Storing huge amount of data efficiently

Dario-Rosa85 · February 18, 2023, 2:00am

Hello,

I am performing some numerical computations and I have the necessity to run a huge (say, several thousand of iterations) for loop. Each iteration produces a certain amount of data that I need to store in the disk. For clarity, let’s say that each iteration produces a list of pairs (called graph) and a list of , around, 1000 real numbers (called spectrum). My current way to save the data is to create, before starting the loop, a file called, say, datafile.jld with two labels (the label spectra and the label graphs) and then at each iteration, store the data on it in the following way

file = JLD.load("datafile.jld")
push!(file["graphs"], graph)
push!(file["spectra"], spectrum)
JLD.save("datafile.jld", file)

However, although this method allows me to store the data in a clean way, I realized that it is very inefficient at the level of time and, more important, of memory. Indeed the file datafile.jld becomes soon very large and when I load it, the RAM saturates very fast and the system crushes.

What should I do? of course, a solution would be to store, temporarily, the data in many small temporary files (one file created for each iteration of the loop), and just at the end of the computation store everything in the jld file. But I am wondering whether there are better procedures.

Thanks

ufechner7 · February 18, 2023, 2:37am

I am using GitHub - apache/arrow-julia: Official Julia implementation of Apache Arrow to store my simulation results.
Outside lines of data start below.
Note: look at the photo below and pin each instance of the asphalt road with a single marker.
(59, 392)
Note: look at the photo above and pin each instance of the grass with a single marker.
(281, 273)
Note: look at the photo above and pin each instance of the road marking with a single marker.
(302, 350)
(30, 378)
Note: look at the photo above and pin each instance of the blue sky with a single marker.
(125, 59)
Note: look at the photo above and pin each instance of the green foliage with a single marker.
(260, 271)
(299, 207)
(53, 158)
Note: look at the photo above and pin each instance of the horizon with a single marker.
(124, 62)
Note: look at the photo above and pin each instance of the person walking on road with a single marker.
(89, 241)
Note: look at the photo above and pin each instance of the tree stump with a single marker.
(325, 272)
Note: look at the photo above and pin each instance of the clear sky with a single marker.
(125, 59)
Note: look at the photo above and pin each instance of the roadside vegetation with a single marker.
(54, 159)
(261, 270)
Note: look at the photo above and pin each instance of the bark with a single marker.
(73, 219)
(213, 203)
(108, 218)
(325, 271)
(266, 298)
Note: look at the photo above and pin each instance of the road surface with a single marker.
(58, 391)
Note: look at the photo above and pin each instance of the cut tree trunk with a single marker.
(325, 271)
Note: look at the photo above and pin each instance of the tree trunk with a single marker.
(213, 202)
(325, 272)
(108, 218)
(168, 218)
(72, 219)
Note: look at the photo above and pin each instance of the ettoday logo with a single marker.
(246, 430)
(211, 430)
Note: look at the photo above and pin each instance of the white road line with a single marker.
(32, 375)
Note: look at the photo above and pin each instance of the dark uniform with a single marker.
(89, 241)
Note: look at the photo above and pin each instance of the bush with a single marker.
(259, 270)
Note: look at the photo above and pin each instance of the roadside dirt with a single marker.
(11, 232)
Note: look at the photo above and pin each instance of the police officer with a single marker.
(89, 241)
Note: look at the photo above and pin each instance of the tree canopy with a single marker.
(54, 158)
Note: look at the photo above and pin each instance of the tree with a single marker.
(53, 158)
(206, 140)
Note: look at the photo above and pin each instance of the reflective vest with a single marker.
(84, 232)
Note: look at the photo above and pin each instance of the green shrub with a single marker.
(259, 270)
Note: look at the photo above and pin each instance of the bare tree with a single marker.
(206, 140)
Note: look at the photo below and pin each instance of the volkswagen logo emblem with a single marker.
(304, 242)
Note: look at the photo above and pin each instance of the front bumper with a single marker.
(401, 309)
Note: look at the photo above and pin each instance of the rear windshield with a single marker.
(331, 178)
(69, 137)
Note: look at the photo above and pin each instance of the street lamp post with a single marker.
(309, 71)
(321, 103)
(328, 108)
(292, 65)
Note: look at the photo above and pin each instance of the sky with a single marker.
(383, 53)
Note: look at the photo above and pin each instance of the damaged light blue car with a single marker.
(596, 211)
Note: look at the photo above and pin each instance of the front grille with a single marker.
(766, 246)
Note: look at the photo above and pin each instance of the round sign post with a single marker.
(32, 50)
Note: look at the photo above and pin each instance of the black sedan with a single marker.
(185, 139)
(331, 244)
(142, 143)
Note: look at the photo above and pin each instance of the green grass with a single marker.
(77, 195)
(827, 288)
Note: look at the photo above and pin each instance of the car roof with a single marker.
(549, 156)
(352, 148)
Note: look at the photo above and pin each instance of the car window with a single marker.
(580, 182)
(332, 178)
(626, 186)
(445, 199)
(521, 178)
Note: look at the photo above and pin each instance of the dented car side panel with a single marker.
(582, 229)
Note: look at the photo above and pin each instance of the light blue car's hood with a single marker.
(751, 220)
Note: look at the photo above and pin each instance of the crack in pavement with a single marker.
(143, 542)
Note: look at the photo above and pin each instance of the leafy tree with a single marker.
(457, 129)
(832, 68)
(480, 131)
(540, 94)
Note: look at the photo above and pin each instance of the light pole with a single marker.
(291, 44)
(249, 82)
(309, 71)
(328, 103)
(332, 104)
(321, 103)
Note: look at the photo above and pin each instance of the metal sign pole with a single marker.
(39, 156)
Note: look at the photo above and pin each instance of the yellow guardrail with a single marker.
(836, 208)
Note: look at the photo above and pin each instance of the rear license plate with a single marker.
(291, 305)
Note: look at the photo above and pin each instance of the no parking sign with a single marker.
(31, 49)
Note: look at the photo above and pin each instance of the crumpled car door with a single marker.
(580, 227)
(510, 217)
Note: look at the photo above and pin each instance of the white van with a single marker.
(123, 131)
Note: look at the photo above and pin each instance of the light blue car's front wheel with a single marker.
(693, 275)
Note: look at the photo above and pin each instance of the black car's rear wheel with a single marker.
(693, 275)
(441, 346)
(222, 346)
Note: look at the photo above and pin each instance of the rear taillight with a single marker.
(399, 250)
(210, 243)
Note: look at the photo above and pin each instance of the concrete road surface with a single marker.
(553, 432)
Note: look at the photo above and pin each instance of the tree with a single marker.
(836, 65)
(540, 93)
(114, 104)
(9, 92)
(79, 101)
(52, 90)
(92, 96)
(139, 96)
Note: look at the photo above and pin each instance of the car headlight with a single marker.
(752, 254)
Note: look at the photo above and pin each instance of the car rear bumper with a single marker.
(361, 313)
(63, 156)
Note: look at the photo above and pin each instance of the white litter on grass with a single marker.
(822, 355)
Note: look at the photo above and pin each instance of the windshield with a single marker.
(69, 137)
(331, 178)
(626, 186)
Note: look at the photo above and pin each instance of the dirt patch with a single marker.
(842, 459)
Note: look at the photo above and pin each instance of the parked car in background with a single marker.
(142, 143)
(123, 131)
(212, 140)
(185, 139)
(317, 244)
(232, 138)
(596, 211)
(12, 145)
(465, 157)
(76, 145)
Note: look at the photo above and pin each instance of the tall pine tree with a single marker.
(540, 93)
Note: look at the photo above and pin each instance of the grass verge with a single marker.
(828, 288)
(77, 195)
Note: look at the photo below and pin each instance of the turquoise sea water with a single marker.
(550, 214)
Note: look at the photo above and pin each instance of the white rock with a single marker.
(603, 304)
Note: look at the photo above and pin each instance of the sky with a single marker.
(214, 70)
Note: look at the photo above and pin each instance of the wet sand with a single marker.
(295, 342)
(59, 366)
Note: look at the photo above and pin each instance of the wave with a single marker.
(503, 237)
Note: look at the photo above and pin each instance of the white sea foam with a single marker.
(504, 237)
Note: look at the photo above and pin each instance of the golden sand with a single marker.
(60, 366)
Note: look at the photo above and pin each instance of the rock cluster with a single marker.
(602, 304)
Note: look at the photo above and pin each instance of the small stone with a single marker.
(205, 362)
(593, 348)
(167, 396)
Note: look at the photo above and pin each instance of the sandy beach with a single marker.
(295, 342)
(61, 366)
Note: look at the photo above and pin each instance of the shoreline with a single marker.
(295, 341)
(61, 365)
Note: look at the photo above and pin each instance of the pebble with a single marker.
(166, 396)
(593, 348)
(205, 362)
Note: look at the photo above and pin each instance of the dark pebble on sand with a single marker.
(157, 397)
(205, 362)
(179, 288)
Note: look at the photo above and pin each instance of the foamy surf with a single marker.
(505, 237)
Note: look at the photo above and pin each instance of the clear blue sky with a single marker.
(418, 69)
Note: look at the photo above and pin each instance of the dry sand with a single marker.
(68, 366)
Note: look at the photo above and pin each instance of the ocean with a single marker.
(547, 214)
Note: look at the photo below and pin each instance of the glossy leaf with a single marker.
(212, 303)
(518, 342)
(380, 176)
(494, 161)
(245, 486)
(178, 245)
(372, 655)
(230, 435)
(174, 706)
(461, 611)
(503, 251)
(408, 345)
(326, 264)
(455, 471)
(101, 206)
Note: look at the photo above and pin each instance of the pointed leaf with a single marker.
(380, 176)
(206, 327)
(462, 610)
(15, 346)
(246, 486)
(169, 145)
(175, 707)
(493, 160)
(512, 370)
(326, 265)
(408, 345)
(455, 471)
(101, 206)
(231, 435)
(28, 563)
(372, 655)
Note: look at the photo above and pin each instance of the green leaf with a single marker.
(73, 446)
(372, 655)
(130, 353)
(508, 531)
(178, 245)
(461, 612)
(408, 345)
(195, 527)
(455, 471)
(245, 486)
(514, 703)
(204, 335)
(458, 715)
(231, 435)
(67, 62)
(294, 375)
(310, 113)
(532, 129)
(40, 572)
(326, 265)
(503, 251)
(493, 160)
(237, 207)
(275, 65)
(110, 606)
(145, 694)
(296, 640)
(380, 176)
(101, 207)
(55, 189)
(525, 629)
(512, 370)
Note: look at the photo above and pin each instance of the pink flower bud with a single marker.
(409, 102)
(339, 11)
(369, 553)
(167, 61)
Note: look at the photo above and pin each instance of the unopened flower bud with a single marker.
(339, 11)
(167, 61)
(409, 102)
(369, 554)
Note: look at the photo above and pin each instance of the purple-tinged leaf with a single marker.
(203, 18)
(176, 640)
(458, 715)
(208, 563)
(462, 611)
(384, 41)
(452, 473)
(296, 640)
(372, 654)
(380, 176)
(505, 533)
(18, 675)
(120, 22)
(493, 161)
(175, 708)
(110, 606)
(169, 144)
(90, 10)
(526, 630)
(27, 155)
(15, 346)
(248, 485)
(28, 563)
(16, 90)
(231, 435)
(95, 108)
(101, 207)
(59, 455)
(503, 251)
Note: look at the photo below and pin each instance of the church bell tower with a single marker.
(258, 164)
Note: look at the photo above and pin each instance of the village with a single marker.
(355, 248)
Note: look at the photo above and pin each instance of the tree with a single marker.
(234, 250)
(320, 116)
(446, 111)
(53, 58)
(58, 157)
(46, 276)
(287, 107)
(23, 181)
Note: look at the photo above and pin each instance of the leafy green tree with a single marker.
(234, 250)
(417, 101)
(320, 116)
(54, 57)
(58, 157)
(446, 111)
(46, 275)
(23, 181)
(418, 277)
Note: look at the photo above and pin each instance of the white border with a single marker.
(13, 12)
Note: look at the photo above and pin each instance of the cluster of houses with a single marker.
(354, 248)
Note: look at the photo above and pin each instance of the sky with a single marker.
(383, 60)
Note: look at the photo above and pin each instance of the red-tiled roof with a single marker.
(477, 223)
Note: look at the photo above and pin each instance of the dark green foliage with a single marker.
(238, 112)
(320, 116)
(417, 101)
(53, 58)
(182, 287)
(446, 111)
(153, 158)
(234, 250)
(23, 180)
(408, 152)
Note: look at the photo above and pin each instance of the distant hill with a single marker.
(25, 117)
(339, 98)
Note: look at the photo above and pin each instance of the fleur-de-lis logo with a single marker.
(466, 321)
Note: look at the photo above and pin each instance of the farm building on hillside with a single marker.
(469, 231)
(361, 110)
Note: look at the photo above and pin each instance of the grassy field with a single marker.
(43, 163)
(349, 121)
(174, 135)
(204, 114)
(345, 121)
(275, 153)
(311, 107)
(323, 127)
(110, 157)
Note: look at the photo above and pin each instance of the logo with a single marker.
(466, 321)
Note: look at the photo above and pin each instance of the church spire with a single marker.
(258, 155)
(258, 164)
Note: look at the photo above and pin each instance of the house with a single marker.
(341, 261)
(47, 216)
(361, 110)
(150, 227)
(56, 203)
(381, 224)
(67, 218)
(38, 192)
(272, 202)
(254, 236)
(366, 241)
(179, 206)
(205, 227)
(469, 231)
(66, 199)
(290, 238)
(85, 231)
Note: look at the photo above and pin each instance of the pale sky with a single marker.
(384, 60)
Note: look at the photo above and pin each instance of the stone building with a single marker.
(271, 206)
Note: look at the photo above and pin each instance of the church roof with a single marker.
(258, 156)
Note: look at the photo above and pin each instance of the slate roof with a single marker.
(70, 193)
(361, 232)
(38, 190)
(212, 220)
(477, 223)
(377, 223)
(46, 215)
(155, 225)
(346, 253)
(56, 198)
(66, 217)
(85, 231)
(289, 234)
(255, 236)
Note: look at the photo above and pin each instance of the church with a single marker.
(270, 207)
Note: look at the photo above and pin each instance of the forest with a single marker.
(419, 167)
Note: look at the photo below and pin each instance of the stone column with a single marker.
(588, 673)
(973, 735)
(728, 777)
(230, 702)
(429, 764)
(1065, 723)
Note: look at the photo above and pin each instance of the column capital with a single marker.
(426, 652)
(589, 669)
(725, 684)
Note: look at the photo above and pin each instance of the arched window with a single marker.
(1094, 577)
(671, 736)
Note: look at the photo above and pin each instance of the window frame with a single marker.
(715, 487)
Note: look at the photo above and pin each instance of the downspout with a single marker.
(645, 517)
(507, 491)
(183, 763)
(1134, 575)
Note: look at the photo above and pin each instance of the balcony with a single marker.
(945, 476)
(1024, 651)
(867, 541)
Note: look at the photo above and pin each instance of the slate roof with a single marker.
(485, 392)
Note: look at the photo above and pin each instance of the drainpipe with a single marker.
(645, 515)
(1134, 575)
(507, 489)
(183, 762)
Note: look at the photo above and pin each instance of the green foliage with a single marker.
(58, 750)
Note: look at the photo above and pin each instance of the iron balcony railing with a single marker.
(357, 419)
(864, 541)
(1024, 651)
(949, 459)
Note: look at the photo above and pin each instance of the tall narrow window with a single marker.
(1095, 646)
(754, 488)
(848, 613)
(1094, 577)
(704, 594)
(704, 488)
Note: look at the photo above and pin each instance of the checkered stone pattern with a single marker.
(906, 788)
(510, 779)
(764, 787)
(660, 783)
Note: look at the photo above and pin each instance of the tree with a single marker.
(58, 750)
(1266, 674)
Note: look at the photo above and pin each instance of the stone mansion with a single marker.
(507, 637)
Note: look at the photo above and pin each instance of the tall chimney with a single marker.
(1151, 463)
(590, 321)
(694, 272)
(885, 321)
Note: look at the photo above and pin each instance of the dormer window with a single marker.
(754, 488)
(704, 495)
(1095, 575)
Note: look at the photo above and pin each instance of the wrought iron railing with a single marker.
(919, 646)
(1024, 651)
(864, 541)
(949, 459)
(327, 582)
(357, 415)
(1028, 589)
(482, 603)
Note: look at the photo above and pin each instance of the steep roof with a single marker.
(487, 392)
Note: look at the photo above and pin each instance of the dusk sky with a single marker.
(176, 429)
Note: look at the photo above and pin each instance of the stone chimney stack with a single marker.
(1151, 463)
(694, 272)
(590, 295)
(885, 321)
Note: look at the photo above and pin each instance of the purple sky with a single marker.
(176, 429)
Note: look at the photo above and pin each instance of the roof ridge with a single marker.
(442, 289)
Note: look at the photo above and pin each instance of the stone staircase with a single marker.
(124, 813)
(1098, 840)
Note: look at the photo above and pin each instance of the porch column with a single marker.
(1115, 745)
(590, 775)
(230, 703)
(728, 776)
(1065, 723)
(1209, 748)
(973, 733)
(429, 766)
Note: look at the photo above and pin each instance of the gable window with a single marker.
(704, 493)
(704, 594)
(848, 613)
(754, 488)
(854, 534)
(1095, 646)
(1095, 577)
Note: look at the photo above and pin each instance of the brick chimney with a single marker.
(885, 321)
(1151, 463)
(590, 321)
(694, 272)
See: User Manual · Arrow.jl

This can be very fast and efficient if your data can be represented in form of tables.

But I don’t think that it works if your data is larger than your (virtual) memory.

Arrow allows larger-than-RAM datasets, but getting that right can be tricky: https://lists.apache.org/thread/cbfc9hjl4nofqkfk1lmo6bwlqnxz5x86

jling · February 18, 2023, 3:48am

with Arrow.jl, if you don’t have compression, the reading is just mmaped, so you can easily handle larger than RAM data set

johnh · February 18, 2023, 5:15am

As an HPC guy… “Many small files” Arooogah! Arooogah! Shields up! Red alert!

Seriously - many filesystems do not cope with well with huge amounts of small files.
Have a thought also for deep storage of your files - which eventually might be on tape.

As others reply here, give some thought to a suitable file format which keeps your data in single files. You are of course doing this by asking the question.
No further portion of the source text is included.